Having finally resolved their years-long battle over K-12 school aid, at least for now, state officials have now graduated to the next funding formula challenge: a better way to help finance New Jersey’s public colleges and universities.

Direct funding to colleges has been stagnant for years, not keeping up with changes in student populations, let alone inflation. The planning now underway isn’t necessarily about finding more money to send to campuses as much as it use it to incentivize them to meet certain priorities.

“Outcomes-based funding” is used by more than half the states and ties money to meeting goals – such as for ensuring students graduate, for completing a program within a certain amount of time or for improving outcomes for low-income and minority students.

Kate Shaw, executive director of Research for Action, said institutions then become “pretty laser focused” on admitting and retaining more students.

“If all that works as intended, you’ll see increases in student outcomes. You’ll see students enroll. You’re see them stay in college instead of dropping out. And you’ll see them make good progress towards whatever credential or degree that they’re moving towards,” Shaw said.

Higher Education Secretary Zakiya Smith Ellis said possible changes are in development and should be part of the state budget adopted next June – but that they won’t simply be linked to the number of number of full-time equivalent students enrolled.

“It doesn’t really get to I think what you actually want, which is the students to graduate,” Ellis said. “So you don’t want to just think about them coming in but also them leaving.”
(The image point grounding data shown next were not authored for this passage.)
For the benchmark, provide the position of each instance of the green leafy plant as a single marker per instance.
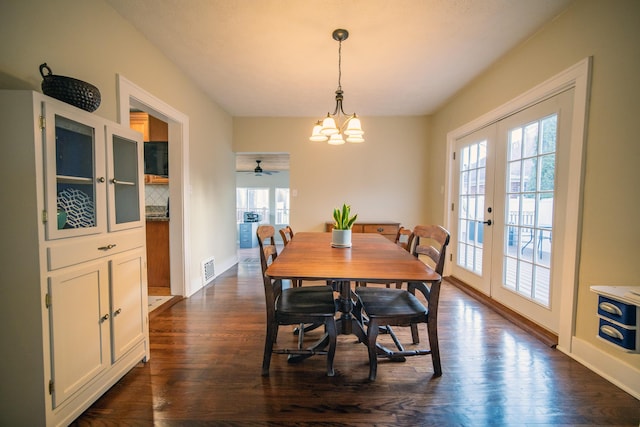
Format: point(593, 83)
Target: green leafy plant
point(342, 218)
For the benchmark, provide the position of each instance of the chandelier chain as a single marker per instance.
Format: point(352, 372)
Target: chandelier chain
point(340, 65)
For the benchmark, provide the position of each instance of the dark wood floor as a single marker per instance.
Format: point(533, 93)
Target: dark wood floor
point(206, 354)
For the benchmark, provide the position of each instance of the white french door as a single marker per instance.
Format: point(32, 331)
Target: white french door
point(509, 184)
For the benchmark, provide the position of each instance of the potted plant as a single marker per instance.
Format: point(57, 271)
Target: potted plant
point(343, 221)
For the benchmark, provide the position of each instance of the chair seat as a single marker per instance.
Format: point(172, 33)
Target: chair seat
point(307, 300)
point(383, 302)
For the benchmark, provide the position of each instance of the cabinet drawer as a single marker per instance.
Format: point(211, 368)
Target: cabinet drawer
point(618, 335)
point(78, 250)
point(386, 229)
point(618, 311)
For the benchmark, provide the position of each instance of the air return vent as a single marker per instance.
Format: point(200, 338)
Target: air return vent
point(208, 271)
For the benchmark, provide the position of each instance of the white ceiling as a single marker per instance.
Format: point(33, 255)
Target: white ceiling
point(277, 57)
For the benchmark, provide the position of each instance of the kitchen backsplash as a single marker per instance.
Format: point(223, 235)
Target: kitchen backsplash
point(156, 195)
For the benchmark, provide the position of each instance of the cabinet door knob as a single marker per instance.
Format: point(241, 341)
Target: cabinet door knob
point(610, 308)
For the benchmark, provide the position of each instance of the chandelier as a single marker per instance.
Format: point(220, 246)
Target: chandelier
point(337, 127)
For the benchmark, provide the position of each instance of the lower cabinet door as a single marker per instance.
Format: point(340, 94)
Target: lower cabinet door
point(128, 301)
point(79, 327)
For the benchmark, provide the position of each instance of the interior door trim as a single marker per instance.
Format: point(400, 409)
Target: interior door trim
point(578, 77)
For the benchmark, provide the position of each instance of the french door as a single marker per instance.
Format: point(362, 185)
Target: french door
point(509, 185)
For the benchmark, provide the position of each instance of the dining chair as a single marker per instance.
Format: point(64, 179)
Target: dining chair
point(287, 234)
point(384, 307)
point(404, 238)
point(294, 306)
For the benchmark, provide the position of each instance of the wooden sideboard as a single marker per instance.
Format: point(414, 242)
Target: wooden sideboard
point(387, 229)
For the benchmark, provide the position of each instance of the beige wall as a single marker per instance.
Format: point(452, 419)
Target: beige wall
point(88, 40)
point(382, 178)
point(608, 31)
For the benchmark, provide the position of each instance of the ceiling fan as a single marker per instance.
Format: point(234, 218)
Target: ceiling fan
point(258, 171)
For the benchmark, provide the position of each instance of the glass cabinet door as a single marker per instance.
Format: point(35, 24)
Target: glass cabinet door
point(74, 174)
point(124, 172)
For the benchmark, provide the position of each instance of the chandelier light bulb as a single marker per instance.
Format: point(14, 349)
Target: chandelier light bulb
point(336, 139)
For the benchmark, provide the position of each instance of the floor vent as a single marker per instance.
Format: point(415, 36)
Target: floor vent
point(208, 271)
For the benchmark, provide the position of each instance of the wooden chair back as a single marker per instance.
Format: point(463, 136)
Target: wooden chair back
point(404, 238)
point(431, 241)
point(268, 254)
point(287, 234)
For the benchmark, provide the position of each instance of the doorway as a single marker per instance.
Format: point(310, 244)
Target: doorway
point(484, 244)
point(132, 97)
point(262, 195)
point(509, 180)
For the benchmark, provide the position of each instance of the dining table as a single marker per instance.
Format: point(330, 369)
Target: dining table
point(309, 256)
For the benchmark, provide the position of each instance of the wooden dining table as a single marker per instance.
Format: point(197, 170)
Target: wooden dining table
point(371, 258)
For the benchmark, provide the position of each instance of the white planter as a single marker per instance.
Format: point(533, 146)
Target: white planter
point(341, 238)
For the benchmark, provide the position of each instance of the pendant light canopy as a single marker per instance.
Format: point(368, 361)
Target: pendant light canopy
point(338, 127)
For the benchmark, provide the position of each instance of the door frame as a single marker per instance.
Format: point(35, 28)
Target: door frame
point(130, 95)
point(578, 77)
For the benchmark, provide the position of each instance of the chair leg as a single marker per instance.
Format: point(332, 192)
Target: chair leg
point(432, 329)
point(372, 336)
point(331, 330)
point(414, 333)
point(272, 332)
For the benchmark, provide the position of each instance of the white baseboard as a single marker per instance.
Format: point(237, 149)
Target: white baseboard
point(622, 374)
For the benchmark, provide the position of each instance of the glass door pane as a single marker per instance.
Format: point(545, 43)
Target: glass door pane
point(473, 208)
point(529, 208)
point(72, 176)
point(124, 169)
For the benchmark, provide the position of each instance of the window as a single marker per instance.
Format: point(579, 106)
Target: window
point(253, 200)
point(282, 206)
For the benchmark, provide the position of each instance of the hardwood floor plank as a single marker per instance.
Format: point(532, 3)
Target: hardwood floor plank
point(206, 355)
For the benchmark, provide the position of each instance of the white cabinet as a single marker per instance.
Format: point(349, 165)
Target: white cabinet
point(74, 292)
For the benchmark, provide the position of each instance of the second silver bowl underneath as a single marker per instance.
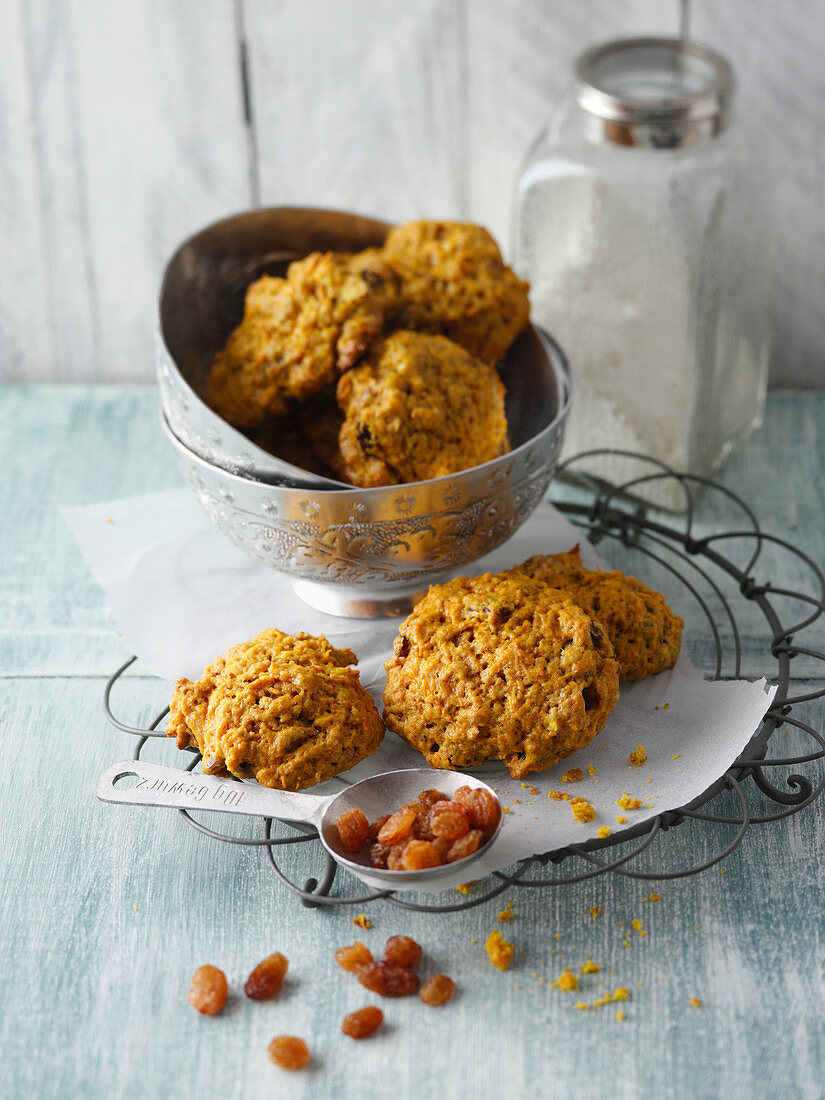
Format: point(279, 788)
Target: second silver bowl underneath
point(369, 552)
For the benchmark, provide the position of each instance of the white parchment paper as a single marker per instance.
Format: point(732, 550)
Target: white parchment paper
point(182, 594)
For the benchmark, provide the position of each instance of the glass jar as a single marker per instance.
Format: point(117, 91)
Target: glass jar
point(637, 224)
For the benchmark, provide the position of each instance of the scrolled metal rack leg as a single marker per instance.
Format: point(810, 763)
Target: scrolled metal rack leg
point(614, 512)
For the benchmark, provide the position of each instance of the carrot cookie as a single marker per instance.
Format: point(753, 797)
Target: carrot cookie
point(298, 333)
point(453, 281)
point(645, 633)
point(418, 407)
point(285, 710)
point(499, 667)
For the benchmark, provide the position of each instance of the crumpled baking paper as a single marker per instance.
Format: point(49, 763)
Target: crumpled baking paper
point(182, 594)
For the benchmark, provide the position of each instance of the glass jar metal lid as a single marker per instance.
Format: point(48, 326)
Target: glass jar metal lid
point(655, 92)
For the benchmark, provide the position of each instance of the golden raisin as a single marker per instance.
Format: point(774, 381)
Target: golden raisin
point(396, 855)
point(441, 847)
point(465, 846)
point(437, 990)
point(362, 1023)
point(388, 980)
point(354, 956)
point(448, 806)
point(289, 1052)
point(267, 978)
point(208, 990)
point(375, 827)
point(430, 796)
point(483, 810)
point(402, 950)
point(353, 828)
point(397, 826)
point(378, 854)
point(419, 855)
point(449, 825)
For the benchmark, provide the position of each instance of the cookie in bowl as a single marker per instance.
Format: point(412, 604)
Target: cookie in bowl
point(453, 281)
point(285, 710)
point(298, 333)
point(645, 633)
point(499, 668)
point(419, 406)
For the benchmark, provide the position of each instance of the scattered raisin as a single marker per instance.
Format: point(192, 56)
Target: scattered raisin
point(267, 978)
point(402, 950)
point(397, 825)
point(450, 825)
point(447, 806)
point(288, 1052)
point(353, 828)
point(465, 846)
point(430, 796)
point(208, 990)
point(374, 828)
point(396, 855)
point(441, 847)
point(388, 980)
point(437, 990)
point(378, 854)
point(483, 810)
point(418, 856)
point(354, 956)
point(362, 1023)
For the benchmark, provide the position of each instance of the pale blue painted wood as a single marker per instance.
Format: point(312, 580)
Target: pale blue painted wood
point(106, 911)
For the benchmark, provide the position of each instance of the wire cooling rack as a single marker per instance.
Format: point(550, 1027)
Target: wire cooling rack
point(717, 574)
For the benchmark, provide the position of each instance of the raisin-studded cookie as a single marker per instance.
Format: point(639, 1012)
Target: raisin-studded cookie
point(453, 281)
point(299, 333)
point(499, 667)
point(645, 633)
point(419, 406)
point(285, 710)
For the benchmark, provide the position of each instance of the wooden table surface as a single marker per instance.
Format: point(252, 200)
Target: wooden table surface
point(105, 913)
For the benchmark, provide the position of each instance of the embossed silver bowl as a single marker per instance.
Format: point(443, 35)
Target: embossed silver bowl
point(367, 552)
point(349, 551)
point(201, 301)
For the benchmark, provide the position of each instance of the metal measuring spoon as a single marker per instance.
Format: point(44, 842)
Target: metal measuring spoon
point(376, 795)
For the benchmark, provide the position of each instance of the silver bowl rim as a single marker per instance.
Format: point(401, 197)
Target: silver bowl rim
point(560, 366)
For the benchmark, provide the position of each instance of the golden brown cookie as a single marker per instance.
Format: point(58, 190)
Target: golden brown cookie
point(645, 633)
point(453, 281)
point(418, 407)
point(298, 333)
point(499, 667)
point(285, 710)
point(320, 419)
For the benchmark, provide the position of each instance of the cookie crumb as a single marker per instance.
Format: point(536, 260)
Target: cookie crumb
point(626, 802)
point(567, 981)
point(499, 950)
point(582, 810)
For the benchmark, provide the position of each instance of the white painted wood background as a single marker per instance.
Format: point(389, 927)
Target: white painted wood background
point(124, 127)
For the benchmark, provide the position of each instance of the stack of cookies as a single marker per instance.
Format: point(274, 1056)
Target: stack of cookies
point(377, 367)
point(523, 666)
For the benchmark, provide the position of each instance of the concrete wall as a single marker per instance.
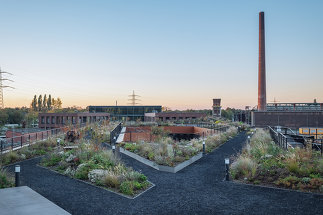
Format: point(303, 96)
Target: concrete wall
point(287, 119)
point(140, 133)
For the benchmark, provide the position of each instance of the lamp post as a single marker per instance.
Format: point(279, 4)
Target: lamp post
point(17, 175)
point(227, 162)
Ellis said New Jersey colleges have higher tuition than peers in other states because the share of funding schools derive from tuition has increased as state funding has remained unchanged despite rising costs.

Sen. Sandra Cunningham, D-Hudson, said she has noticed a change in how students in high schools and elementary schools respond when she talks about the need to go to college.

“A few years ago when I first started this, maybe about 10 years ago, people were more excited. Kids were more excited about it. More recently going out to schools, kids are not as excited about it,” Cunningham said.

Ellis said that’s in part because students know people who’ve racked up debt from college loans they struggle to pay off.

“The affordability challenge, it rings very large in their minds – especially now. And I think it’s not irrational,” Ellis said.

Tiffany Jones, director of higher education policy for The Education Trust, said a transition to outcomes-based funding that focuses on equity for low-income and minority students, whose college completion rates lag, is important because nearly all the jobs created in the recovery from the last recession went to workers with at least some college experience.

“As college degrees have become increasingly essential for accessing family wage sustaining jobs, funding for public college has declined, leaving degrees and job opportunities that come with them out of reach for many.”

Jones said New Jersey spends about 12 percent, or $1,600, more on white college students than black or Latino ones. She said that inequity is among the five biggest nationally.